History of Esperanto Subject of Nov. 17 Talk
Poet and scholar Esther Schor will discuss her book Bridge of Words: Esperanto and the Dream of a Universal Language (Metropolitan $32) at 6 p.m. on Thursday, November 17 at Labyrinth Books.
According to Andrew Solomon, author of Far From the Tree, “Esther Schor’s lovely book describes how a tenacious group of people have dedicated themselves to an optimistic vision of harmony. It is a meditation not only on Esperanto, but on idealism itself, and it is written with resonant clarity, abiding kindness, and great compassion.”
Says Jonathan Rosen, author of Joy Comes in the Morning: “Esther Schor has crossed continents, tunneled under the Tower of Babel, brooded over the 20th century’s darkest traumas and brightest dreams, and spoken endless Esperanto in an effort to understand how a language freighted with human tragedy still lives like a kiss on the lips of its speakers. This is a beautiful, mysteriously moving book by a fearless writer who set out to find the soul of a language, knowing full well that it was her own soul she was after all along.”

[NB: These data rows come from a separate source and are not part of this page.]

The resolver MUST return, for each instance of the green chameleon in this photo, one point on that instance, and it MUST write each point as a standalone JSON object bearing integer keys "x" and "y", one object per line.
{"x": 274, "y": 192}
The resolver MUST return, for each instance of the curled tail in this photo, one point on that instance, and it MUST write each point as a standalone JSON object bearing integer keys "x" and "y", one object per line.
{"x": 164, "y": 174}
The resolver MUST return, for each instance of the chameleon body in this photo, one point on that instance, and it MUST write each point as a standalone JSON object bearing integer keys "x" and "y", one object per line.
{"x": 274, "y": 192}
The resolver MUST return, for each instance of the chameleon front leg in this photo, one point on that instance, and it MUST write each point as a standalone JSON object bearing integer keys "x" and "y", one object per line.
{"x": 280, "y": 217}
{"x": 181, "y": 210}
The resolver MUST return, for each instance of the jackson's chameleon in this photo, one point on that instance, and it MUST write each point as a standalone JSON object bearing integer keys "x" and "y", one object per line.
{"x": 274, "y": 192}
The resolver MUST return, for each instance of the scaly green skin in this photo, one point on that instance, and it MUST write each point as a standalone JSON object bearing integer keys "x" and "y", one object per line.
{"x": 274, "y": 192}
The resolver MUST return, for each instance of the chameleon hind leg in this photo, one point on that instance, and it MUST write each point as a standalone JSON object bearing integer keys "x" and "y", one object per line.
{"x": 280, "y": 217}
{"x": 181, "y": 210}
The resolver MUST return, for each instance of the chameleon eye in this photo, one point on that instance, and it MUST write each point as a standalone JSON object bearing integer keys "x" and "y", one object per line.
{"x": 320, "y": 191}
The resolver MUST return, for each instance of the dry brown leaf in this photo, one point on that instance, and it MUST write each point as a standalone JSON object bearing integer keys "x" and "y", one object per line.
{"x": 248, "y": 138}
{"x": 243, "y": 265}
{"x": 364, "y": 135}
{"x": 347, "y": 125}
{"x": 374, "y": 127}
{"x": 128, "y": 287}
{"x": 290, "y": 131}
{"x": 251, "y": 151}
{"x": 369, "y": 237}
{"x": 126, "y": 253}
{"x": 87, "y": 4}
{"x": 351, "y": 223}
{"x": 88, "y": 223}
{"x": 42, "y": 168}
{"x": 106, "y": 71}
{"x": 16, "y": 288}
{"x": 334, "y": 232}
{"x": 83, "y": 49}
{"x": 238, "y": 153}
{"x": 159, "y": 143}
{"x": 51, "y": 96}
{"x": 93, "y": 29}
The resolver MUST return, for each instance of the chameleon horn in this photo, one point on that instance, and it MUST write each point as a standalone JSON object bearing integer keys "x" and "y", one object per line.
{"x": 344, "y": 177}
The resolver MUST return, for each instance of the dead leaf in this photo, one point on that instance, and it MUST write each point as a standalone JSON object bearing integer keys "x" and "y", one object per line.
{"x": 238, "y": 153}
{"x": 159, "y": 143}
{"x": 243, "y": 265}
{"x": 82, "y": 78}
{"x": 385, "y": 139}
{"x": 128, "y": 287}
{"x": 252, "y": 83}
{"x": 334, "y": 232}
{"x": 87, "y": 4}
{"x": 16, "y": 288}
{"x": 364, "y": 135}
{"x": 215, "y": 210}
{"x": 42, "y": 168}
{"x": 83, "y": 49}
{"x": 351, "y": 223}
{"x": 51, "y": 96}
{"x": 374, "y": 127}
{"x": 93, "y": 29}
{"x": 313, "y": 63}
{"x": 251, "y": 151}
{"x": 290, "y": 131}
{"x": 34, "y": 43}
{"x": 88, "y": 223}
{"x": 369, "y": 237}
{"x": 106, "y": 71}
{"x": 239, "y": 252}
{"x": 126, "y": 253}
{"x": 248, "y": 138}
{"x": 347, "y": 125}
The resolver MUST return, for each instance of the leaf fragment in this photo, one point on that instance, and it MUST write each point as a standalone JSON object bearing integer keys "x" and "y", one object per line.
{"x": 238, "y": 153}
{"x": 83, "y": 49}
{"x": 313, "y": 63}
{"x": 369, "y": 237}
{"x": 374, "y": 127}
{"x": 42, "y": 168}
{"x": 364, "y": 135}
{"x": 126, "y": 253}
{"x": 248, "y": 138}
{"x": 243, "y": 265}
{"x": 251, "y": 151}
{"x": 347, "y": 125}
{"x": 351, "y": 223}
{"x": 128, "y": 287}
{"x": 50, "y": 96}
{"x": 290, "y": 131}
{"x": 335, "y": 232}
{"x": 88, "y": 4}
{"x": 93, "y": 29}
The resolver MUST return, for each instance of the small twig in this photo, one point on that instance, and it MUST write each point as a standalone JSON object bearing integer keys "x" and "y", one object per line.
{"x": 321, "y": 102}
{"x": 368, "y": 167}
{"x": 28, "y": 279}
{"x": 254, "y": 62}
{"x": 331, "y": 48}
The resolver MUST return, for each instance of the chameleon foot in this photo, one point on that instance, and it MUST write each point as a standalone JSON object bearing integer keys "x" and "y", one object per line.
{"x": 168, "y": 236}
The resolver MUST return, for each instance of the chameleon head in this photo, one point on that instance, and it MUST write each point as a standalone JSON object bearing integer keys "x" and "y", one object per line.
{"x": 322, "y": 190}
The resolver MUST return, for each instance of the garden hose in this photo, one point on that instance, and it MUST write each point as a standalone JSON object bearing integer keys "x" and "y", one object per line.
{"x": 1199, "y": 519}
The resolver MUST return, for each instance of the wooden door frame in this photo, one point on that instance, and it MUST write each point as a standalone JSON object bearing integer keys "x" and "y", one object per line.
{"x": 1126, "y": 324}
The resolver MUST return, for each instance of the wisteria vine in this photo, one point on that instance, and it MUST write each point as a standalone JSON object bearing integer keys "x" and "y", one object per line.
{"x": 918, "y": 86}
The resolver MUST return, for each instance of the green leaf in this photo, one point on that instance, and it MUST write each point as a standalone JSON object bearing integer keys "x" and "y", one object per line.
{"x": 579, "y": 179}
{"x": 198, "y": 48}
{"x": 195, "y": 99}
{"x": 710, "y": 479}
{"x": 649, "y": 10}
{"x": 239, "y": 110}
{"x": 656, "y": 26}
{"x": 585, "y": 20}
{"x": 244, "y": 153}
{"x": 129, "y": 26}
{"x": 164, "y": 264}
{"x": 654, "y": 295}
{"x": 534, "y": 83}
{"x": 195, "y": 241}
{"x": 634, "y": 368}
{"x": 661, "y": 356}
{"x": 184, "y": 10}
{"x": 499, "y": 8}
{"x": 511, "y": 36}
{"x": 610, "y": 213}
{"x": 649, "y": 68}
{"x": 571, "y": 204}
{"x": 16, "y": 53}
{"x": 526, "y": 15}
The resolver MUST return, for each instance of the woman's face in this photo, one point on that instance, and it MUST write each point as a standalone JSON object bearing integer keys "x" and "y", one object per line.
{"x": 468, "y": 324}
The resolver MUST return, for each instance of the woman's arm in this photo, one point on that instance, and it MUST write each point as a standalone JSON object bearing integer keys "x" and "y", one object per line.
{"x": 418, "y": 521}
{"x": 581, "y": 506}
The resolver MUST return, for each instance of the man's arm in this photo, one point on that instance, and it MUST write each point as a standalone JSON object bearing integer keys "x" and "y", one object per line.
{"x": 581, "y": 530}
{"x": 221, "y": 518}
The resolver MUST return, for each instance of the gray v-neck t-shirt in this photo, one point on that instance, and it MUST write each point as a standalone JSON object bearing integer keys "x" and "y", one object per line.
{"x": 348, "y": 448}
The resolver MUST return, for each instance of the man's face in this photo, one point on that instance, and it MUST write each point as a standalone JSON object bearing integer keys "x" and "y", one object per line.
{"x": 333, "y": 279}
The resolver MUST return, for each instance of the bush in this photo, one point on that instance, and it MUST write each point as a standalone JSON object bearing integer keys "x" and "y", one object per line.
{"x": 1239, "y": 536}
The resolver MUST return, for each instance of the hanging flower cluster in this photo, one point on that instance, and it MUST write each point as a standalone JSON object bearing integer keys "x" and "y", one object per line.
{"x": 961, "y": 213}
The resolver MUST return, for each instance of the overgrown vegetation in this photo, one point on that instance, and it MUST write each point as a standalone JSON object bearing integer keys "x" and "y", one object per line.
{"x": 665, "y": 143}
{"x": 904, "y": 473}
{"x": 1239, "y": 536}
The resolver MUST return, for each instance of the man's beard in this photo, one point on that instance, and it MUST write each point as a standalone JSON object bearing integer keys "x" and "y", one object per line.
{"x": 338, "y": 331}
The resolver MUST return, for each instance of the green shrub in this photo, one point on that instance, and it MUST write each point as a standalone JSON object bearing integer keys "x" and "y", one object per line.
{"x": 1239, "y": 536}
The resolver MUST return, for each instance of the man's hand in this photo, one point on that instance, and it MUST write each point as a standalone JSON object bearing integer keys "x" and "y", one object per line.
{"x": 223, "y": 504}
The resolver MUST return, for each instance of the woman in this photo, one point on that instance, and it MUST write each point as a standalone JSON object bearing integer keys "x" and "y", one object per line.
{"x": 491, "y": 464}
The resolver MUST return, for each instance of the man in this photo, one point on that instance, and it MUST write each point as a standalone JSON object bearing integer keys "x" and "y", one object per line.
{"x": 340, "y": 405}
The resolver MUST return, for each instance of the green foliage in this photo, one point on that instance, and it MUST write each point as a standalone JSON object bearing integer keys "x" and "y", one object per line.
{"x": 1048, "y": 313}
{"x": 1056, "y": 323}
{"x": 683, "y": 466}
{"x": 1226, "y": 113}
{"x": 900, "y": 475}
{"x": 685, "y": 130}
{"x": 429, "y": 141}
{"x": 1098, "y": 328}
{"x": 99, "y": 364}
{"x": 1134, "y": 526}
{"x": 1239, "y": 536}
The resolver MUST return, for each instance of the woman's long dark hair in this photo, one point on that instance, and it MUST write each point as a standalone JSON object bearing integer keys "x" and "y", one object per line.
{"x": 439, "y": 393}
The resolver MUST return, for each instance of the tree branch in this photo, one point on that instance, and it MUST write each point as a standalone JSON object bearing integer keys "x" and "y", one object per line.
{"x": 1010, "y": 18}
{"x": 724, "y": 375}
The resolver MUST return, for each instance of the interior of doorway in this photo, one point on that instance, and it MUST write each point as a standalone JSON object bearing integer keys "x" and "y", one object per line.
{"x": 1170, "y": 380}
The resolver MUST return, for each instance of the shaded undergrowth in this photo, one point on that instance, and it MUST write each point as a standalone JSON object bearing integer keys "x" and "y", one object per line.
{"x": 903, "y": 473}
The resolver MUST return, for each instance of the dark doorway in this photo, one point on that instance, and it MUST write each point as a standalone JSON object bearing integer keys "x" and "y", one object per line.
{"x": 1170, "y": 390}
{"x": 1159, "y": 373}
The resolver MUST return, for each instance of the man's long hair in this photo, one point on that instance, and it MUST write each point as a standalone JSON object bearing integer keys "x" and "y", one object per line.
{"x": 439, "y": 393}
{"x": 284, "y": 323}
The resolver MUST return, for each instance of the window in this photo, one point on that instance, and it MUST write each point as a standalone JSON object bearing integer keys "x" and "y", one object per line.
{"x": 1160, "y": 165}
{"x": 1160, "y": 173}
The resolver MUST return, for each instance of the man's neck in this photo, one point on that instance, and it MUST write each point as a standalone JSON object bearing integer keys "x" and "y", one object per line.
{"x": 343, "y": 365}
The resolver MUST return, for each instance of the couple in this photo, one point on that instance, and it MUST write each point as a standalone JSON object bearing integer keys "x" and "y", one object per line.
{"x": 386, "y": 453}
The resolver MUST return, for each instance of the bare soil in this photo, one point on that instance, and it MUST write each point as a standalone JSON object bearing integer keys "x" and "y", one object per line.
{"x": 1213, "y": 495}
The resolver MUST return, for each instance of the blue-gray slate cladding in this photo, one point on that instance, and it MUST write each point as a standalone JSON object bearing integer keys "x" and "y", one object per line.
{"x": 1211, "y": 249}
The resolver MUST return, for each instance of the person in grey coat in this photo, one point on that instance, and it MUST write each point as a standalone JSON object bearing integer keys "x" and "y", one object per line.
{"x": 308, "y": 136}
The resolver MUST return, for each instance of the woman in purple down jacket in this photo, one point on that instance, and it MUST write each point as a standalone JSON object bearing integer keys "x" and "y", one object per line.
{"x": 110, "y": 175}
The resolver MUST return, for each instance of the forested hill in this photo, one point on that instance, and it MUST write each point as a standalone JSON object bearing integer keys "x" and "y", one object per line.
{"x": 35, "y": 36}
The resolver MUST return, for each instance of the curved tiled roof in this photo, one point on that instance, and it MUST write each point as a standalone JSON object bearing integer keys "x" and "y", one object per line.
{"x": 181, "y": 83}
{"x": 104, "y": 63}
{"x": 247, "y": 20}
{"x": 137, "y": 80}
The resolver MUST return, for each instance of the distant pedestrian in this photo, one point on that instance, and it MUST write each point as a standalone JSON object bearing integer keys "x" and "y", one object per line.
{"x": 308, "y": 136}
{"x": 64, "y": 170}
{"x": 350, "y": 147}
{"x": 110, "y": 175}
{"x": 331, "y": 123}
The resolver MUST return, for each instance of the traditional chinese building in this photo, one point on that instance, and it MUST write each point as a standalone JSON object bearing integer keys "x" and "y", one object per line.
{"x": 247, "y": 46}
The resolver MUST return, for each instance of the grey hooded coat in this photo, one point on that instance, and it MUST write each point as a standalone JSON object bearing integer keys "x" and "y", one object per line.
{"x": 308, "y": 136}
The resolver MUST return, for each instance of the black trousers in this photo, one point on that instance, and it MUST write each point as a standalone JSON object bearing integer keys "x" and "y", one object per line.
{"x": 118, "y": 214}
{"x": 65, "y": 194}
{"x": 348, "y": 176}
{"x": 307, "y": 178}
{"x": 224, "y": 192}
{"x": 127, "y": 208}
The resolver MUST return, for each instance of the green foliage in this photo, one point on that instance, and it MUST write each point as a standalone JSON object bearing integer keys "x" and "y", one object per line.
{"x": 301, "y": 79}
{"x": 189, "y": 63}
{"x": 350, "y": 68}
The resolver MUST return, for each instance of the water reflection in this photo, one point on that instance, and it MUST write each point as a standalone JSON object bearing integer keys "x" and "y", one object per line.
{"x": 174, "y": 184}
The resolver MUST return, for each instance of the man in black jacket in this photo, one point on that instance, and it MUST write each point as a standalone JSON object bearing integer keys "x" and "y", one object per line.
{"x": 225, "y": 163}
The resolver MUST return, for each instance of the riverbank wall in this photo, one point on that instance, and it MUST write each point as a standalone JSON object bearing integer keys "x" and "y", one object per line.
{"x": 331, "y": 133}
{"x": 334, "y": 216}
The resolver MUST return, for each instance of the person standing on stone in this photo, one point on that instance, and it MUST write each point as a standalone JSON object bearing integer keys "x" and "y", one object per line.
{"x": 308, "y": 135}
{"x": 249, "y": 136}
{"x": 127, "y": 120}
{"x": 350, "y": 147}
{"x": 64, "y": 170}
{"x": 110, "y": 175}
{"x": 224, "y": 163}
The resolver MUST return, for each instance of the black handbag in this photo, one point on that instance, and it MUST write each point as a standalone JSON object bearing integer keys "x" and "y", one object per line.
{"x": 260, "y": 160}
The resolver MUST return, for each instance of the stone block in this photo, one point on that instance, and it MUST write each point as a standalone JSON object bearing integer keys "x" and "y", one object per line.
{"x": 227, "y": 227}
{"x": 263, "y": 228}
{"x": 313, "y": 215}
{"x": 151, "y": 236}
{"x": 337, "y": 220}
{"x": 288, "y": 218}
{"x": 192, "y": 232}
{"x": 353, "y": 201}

Esther Schor is the author of Emma Lazarus, which received a 2006 National Jewish Book Award, and the editor of the Cambridge Companion to Mary Shelley. Her essays and reviews have appeared in the New York Times Book Review, the Times Literary Supplement, and The Forward, among other publications. Her first collection of poems, The Hills of Holland, was a nominee for the Los Angeles Times Book Awards. She is professor of English at Princeton University.